SPRUIG3C January 2018 – August 2019 TDA4VM , TDA4VM-Q1
As generated, each loop level requires computation to control the loop: initialization of the LCV outside the loop, and an increment, compare, and branch inside the loop. The compiler and ISA provide a handful of mechanisms to reduce or eliminate this overhead.
First, the compiler typically converts simple counting loops to count down rather than up, slightly reducing the cost of the compare and branch operation.
Second, if the body of a loop consists entirely of another loop, the compiler can collapse the two loops into a single loop whose trip count is the product of the original loops.
Finally, and most significantly, the compiler can leverage an ISA feature called the Nested Loop Controller (NLC), which provides hardware loop control similar to VCOP for up to two levels of loop nesting.
The NLC allows loops to be collapsed even if the outer loop has code in addition to the inner loop, by providing automatically-generated predicates for the outer loop code.
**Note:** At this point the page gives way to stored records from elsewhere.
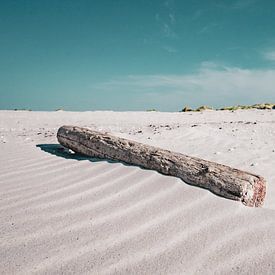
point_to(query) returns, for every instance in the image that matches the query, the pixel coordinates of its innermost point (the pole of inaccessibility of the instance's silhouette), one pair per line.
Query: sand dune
(61, 213)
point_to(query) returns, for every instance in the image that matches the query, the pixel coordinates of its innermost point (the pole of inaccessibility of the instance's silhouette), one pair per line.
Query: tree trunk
(220, 179)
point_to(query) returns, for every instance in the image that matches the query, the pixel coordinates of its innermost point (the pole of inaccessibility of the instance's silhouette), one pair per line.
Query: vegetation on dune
(261, 106)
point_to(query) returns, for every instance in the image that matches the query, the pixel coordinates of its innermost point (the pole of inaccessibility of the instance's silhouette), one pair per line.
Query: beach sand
(60, 213)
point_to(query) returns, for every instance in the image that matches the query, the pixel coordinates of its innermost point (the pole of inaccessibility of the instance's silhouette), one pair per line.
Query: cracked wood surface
(220, 179)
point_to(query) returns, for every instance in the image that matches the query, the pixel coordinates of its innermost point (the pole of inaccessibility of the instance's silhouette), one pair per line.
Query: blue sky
(136, 55)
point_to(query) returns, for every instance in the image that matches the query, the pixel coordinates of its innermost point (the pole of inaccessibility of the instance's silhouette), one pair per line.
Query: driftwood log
(220, 179)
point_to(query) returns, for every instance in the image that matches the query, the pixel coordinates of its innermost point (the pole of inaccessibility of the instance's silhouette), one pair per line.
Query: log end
(255, 196)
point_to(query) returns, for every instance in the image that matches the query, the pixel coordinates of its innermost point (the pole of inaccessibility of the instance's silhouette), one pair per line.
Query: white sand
(63, 215)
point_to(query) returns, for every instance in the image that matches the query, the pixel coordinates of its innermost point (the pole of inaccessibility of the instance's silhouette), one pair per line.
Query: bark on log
(222, 180)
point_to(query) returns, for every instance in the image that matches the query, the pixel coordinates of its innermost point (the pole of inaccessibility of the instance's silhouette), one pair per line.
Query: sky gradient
(136, 55)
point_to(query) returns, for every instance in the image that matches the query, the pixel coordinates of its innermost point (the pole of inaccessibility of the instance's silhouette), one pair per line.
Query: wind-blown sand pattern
(63, 213)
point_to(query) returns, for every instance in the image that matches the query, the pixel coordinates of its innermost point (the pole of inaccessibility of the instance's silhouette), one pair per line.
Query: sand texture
(62, 213)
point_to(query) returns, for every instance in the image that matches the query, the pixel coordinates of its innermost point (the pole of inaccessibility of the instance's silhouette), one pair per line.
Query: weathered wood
(220, 179)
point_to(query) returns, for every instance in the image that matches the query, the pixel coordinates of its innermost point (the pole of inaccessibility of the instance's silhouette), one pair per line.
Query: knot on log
(220, 179)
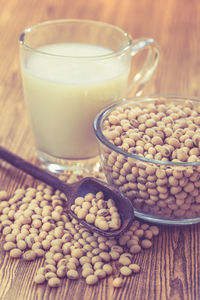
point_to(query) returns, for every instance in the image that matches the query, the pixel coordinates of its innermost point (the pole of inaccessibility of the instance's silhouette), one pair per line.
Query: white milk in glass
(63, 98)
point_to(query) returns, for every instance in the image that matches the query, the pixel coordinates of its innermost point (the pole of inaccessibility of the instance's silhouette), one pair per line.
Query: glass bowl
(150, 152)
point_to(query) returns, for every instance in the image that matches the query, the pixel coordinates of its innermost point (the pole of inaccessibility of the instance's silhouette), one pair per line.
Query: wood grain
(171, 269)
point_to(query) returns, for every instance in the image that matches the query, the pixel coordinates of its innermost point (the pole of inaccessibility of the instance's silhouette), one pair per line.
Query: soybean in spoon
(74, 190)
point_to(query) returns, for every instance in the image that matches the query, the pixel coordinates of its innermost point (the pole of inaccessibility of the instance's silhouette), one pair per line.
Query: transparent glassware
(165, 192)
(71, 69)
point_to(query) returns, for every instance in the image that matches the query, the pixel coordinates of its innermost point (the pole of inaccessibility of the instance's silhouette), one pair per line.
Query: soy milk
(63, 98)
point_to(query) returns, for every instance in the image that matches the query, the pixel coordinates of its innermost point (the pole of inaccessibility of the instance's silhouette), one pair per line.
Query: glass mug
(72, 69)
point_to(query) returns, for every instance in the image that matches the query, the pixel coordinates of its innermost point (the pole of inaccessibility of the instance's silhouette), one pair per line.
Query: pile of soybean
(35, 223)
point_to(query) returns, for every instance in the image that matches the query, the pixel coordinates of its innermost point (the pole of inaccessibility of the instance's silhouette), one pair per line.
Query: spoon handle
(32, 170)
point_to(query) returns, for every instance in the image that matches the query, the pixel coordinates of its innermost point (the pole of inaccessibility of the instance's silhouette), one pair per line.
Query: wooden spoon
(80, 188)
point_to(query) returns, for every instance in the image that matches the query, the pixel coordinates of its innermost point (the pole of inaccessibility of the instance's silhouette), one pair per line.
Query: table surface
(171, 268)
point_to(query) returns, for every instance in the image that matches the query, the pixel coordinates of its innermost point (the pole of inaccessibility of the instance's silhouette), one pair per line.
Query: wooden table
(171, 268)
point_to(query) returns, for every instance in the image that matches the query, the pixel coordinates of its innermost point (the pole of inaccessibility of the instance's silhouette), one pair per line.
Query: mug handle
(140, 79)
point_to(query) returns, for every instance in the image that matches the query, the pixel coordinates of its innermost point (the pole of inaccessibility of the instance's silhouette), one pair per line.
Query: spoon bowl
(74, 190)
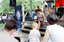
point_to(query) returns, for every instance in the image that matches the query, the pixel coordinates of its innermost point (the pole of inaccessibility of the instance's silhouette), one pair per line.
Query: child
(34, 33)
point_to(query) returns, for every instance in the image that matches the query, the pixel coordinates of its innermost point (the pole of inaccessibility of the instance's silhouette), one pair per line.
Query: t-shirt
(5, 37)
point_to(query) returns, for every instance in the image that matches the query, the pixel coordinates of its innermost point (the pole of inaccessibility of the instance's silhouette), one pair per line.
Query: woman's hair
(34, 25)
(52, 19)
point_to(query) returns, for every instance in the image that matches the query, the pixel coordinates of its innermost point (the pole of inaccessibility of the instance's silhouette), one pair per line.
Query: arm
(46, 36)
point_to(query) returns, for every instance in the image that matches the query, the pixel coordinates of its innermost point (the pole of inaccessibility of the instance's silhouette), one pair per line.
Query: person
(4, 18)
(5, 34)
(46, 12)
(34, 33)
(41, 18)
(34, 17)
(54, 31)
(38, 8)
(16, 36)
(0, 19)
(62, 18)
(52, 10)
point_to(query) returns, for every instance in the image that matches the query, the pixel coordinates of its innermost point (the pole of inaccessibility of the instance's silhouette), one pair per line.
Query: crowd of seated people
(54, 32)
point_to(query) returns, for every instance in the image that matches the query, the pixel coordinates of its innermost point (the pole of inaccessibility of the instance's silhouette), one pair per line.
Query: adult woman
(54, 32)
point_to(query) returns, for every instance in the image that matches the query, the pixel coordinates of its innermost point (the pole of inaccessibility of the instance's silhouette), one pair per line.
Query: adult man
(5, 35)
(38, 8)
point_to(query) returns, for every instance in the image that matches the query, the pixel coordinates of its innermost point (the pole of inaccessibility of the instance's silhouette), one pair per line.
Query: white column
(31, 6)
(23, 10)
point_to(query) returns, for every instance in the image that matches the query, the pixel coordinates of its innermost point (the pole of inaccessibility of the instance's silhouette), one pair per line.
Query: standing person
(5, 35)
(41, 18)
(16, 36)
(54, 31)
(38, 8)
(0, 19)
(34, 33)
(46, 12)
(34, 17)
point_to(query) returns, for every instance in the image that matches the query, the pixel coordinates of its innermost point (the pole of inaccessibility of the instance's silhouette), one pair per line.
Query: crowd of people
(54, 32)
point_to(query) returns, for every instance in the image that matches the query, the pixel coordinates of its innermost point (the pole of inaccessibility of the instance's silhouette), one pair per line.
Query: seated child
(34, 33)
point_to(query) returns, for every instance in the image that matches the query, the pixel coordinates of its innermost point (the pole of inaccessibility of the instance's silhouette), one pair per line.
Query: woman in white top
(54, 32)
(34, 35)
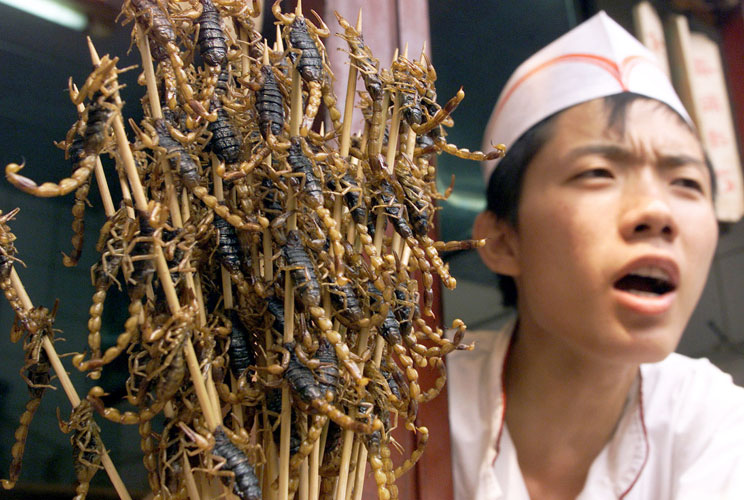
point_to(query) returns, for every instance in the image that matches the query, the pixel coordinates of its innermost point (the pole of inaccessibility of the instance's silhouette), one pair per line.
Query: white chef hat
(598, 58)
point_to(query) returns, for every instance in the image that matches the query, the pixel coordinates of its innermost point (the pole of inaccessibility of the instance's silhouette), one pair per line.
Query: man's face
(616, 232)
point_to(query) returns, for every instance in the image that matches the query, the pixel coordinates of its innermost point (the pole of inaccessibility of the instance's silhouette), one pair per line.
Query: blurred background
(472, 44)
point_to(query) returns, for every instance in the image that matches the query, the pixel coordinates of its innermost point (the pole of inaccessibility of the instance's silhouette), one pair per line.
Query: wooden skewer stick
(67, 386)
(140, 201)
(286, 420)
(345, 144)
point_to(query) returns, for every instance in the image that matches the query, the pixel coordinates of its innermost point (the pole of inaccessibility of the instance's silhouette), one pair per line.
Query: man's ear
(500, 252)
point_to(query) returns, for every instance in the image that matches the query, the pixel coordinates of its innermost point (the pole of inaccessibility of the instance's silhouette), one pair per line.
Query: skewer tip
(93, 53)
(266, 60)
(279, 41)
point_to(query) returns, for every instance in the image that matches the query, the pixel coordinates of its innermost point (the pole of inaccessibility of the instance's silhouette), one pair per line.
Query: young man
(601, 216)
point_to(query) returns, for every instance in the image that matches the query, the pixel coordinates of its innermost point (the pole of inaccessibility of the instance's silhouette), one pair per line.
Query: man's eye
(689, 183)
(596, 173)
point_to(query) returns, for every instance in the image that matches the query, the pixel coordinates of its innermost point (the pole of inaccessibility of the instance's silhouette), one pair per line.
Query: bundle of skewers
(279, 273)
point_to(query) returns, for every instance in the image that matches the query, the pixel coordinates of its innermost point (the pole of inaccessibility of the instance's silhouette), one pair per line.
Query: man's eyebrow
(623, 154)
(610, 151)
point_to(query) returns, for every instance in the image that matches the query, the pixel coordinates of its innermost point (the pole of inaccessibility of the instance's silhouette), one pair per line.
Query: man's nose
(648, 213)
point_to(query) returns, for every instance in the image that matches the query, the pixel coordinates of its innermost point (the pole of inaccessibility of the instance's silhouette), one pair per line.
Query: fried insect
(304, 39)
(169, 375)
(101, 86)
(87, 446)
(76, 153)
(269, 104)
(303, 384)
(37, 377)
(225, 141)
(159, 25)
(7, 256)
(212, 41)
(229, 253)
(188, 171)
(247, 485)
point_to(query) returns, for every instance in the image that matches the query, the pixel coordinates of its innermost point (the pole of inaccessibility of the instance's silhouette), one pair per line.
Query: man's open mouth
(646, 282)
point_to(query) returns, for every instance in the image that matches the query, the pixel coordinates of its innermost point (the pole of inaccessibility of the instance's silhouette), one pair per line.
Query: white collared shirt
(681, 435)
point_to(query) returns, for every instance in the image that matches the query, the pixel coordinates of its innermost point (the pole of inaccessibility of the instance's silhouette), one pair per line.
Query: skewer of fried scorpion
(192, 281)
(67, 386)
(211, 414)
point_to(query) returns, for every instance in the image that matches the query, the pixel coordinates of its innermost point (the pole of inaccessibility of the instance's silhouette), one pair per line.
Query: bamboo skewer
(286, 415)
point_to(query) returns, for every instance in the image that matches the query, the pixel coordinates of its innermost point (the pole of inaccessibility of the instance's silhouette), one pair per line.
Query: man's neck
(562, 408)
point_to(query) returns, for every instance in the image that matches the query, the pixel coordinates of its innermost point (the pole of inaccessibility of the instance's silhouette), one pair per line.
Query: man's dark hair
(505, 186)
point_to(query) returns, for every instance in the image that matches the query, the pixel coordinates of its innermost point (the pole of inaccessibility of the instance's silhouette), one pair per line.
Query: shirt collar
(619, 465)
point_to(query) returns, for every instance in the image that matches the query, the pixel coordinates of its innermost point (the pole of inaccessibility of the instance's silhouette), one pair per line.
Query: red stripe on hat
(599, 61)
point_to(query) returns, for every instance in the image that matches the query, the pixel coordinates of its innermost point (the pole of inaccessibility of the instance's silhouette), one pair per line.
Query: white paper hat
(598, 58)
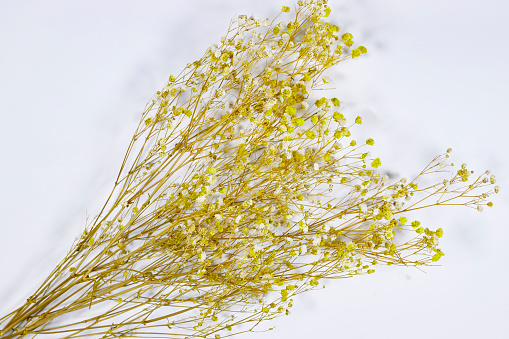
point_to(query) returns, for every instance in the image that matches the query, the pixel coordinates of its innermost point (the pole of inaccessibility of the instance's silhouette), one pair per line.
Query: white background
(75, 75)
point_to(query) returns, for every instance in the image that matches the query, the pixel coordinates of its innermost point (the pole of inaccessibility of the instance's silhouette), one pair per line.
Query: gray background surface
(75, 75)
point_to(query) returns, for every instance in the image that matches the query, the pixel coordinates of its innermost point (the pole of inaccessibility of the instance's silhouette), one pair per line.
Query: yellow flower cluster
(237, 191)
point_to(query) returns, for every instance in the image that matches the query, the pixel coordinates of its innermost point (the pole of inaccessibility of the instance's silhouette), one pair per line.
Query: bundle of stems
(240, 190)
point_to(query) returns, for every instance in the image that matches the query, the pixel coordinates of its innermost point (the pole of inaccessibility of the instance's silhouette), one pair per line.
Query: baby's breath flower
(254, 156)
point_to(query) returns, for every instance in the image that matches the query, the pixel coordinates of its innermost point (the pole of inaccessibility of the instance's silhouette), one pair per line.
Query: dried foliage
(238, 191)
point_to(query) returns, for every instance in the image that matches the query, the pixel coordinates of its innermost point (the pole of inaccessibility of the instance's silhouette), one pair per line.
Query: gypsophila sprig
(236, 194)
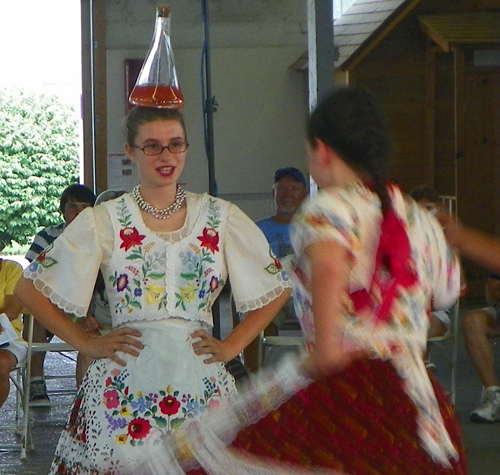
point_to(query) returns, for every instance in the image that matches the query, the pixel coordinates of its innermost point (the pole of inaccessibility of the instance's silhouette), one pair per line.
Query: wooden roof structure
(364, 24)
(462, 28)
(361, 28)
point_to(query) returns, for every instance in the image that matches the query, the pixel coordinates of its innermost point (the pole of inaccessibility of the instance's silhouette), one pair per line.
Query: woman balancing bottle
(157, 84)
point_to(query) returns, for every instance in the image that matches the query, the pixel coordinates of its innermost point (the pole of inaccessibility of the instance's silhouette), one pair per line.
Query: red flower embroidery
(111, 400)
(214, 284)
(139, 428)
(130, 237)
(169, 405)
(210, 239)
(277, 263)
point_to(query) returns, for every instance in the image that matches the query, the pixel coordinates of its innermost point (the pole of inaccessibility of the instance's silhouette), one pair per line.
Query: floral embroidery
(132, 417)
(197, 264)
(144, 274)
(42, 260)
(210, 239)
(275, 267)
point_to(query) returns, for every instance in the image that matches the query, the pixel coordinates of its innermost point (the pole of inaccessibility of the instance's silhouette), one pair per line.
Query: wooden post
(430, 116)
(94, 111)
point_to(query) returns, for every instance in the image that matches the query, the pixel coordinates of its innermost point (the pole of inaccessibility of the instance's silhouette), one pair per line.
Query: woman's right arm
(57, 322)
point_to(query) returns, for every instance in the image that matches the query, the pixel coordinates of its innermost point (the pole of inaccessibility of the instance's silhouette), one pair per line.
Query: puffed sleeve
(66, 271)
(13, 272)
(324, 218)
(256, 275)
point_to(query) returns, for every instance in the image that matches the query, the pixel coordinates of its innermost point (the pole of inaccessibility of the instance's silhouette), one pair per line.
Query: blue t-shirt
(278, 236)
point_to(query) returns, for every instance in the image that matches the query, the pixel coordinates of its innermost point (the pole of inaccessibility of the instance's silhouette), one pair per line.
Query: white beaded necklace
(164, 213)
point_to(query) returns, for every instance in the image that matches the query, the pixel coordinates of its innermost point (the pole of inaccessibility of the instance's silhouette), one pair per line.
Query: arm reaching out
(244, 333)
(479, 247)
(56, 321)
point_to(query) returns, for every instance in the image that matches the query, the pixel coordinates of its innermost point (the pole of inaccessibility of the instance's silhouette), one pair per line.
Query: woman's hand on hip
(206, 344)
(120, 340)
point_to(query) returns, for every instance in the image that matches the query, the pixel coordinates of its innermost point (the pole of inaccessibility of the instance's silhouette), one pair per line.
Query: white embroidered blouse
(152, 276)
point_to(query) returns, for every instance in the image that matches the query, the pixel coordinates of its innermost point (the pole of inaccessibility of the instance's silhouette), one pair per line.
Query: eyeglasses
(157, 149)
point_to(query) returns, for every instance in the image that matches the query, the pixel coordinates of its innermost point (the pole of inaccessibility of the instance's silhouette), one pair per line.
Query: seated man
(12, 352)
(289, 190)
(74, 199)
(478, 326)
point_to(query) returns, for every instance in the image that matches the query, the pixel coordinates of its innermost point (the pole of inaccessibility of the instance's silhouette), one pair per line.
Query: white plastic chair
(17, 426)
(27, 442)
(449, 339)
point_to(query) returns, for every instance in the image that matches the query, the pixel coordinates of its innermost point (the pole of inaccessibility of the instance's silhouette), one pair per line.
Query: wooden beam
(429, 116)
(460, 104)
(100, 96)
(86, 101)
(321, 50)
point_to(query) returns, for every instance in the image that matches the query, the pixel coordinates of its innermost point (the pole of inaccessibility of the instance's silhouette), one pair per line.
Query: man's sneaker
(38, 393)
(489, 409)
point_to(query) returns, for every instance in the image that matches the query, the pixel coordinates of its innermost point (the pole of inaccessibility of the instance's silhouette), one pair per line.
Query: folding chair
(272, 347)
(27, 442)
(451, 336)
(17, 426)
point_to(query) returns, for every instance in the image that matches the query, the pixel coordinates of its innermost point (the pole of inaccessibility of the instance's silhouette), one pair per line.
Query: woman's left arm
(329, 283)
(12, 307)
(243, 334)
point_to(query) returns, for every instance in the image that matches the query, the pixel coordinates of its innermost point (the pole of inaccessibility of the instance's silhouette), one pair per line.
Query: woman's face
(166, 167)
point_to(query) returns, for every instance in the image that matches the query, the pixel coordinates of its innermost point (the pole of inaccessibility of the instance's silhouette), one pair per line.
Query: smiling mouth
(166, 171)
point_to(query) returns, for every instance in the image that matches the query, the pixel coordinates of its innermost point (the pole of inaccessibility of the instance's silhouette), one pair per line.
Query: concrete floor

The combination of the compiler’s collapsing and the NLC reduce loop control overhead to an acceptable degree. Virtually all kernels should have at least the two inner levels collapsed and controlled by the NLC. Often there are at least two levels that the compiler can collapse, so most loops execute as either singly nested loops, or in rare cases, doubly or triply nested loops. This is important because the C7x relies on software pipelining for performance, and only the inner loop can be pipelined.